O que é ser invencível? O que é invencível?

Tudo aquilo que não pode ser derrotado, que não se pode vencer e considerado invencível.

Geralmente a ideia de invencibilidade se ilustra facilmente com guerreiros, seres que dentro do campo de batalha eram considerados invencíveis, não havendo pessoa capaz de derrota-los.

E muito comum as pessoas acharem que a invencibilidade é um status permanente mas não é, a invencibilidade é um status “mutável”, ela muda de situação para situação.

Uma pessoa que é considerada invencível nunca pode ser derrotada, porém isso não é verdade. Tudo pode ser vencido! Mas como assim? Se uma pessoa invencível pode ser derrotada ela deixa de ser invencível. Sim, a invencibilidade só existe até o momento que descobrimos alguma vulnerabilidade, enquanto isso não acontece a pessoa continua invencível, por isso a atribuição de “mutável”.

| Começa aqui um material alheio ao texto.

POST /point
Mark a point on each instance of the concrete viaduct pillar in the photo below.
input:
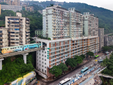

Um caso que se encaixa perfeitamente é a história de Aquiles na guerra de Tróia. O famoso Aquiles era considerado um guerreiro invencível, quando criança, sua mãe Tétis o mergulhou no Rio Estige, que o tornou invulnerável, exceto no calcanhar, por onde a sua mãe o segurava, e como já sabemos Aquiles foi morto por uma flecha envenenada atirada por Páris e guiada por Apolo que atingiu seu calcanhar.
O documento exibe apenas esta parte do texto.